I am most often the dispassionate-appearing observer. I watch with little outward response, for I never know how to respond to passionate displays. I suppose I feel embarrassed for the one so disconnected from propriety; so connected to their own inner Klieg light.

My best writing emerges from a kind of passionate embrace. I feel genuine attraction to my subject, and I couldn’t care less then what anyone else thinks about it. I am not trying to impress or imprint my brand, but simply am. I am being. I could as productively just lie there and emanate, I suppose, though it feels more immersive to tap away at the keyboard, truly indifferent to any outcome.

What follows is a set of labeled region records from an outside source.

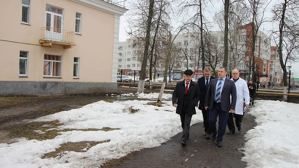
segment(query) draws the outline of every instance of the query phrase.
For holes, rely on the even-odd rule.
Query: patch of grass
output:
[[[59,148],[57,149],[55,151],[46,153],[41,158],[45,159],[57,157],[60,158],[61,157],[61,155],[64,153],[63,152],[66,151],[73,151],[77,152],[85,152],[90,148],[95,146],[97,144],[109,142],[110,141],[110,140],[108,140],[106,141],[101,142],[83,141],[79,142],[67,142],[60,144],[61,146]],[[87,150],[86,151],[82,150],[82,149],[86,148]],[[65,161],[66,163],[68,162],[68,161]]]
[[[163,104],[165,103],[162,102],[149,102],[147,103],[147,105],[152,105],[152,106],[155,106],[157,107],[162,107],[162,105]]]
[[[83,131],[109,131],[118,129],[110,128],[103,128],[102,129],[98,129],[90,128],[87,129],[67,129],[63,130],[56,129],[45,131],[45,130],[51,128],[56,128],[58,126],[63,125],[63,123],[59,123],[58,120],[51,121],[42,121],[32,122],[21,124],[15,126],[13,127],[3,128],[3,129],[9,132],[8,136],[10,138],[26,137],[29,140],[36,139],[38,140],[46,140],[53,139],[55,137],[60,135],[58,132],[66,132],[74,130]],[[42,126],[48,124],[50,126],[42,127]],[[44,134],[40,134],[33,131],[34,130],[40,130],[42,132],[45,132]]]

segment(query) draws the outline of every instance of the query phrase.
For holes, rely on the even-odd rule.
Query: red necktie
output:
[[[186,83],[186,88],[185,88],[185,94],[187,94],[187,93],[188,93],[188,85],[189,84],[189,83]]]

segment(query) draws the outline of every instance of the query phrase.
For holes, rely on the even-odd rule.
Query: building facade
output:
[[[118,5],[0,1],[0,94],[116,91],[119,18],[127,10]]]
[[[238,69],[240,71],[240,77],[245,80],[251,78],[248,74],[249,62],[253,53],[254,56],[255,70],[259,74],[270,74],[271,71],[274,71],[274,69],[275,71],[280,69],[280,67],[277,66],[279,65],[279,59],[273,55],[273,51],[270,45],[269,38],[265,33],[258,31],[254,51],[250,47],[252,41],[252,29],[251,24],[249,23],[240,26],[236,30],[231,30],[229,33],[230,47],[228,68],[230,70]],[[172,54],[172,56],[176,58],[170,62],[172,72],[181,72],[187,68],[194,72],[195,78],[202,76],[202,61],[200,57],[201,53],[199,53],[201,46],[199,37],[200,36],[199,33],[182,33],[177,36],[173,44],[177,53]],[[224,33],[222,31],[210,31],[205,37],[205,66],[213,67],[215,75],[216,71],[223,62],[224,37]],[[126,69],[126,74],[123,73],[123,74],[131,74],[134,70],[141,69],[141,62],[135,58],[138,58],[138,53],[143,52],[144,49],[132,47],[134,45],[134,39],[127,39],[126,42],[120,42],[118,68],[119,70]],[[140,51],[138,51],[138,50]],[[162,75],[162,71],[164,71],[165,67],[165,63],[162,59],[159,61],[157,61],[155,65],[156,76],[159,73]],[[149,64],[148,62],[148,66]],[[147,69],[148,68],[147,67]]]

Later, I’ll read through what my fingers left behind. This will be the first reading, not having read while in the throes. The prose will touch me or it won’t, and I’ll correct only the more glaring mis-translations. The final work might approximate the experience without recreating it. It might not pop that mysterious dimension experienced only in passion’s embrace. Though it sometimes does.

I rarely consent to write without first feeling at least an inkling of passion. I do not wrestle to acquire this sense, for my vast experience with failed attempts has convinced me that passion cannot so be so easily embraced. It must embrace first, insisting upon nothing in return. Pursuing passion thankfully makes it flee. Those who claim to live a passion-filled life can claim little agency other than, perhaps, an uncertain openness to the mercurial embrace. Once under that thrall, though, passion become a reliable traveling companion. Though one cannot productively pursue passion, productivity seems to demand passionate pursuit.

I can pass on passion’s effect on me, through the written word, the spoken reassurance, or the apparently self-less act. The danger’s displaced with each of these: side-stepped, stymied; nothing to gain, nothing to lose, and nothing, really, to choose. I think I can see passion’s footprints surrounding every inspiring idea, every enervating argument, each lame engagement. Some, she has clearly touched. Others, she merely observed, apparently refusing to touch. What she declines to touch, touches nobody. What she deigns to touch, might touch anyone open to the opportunity.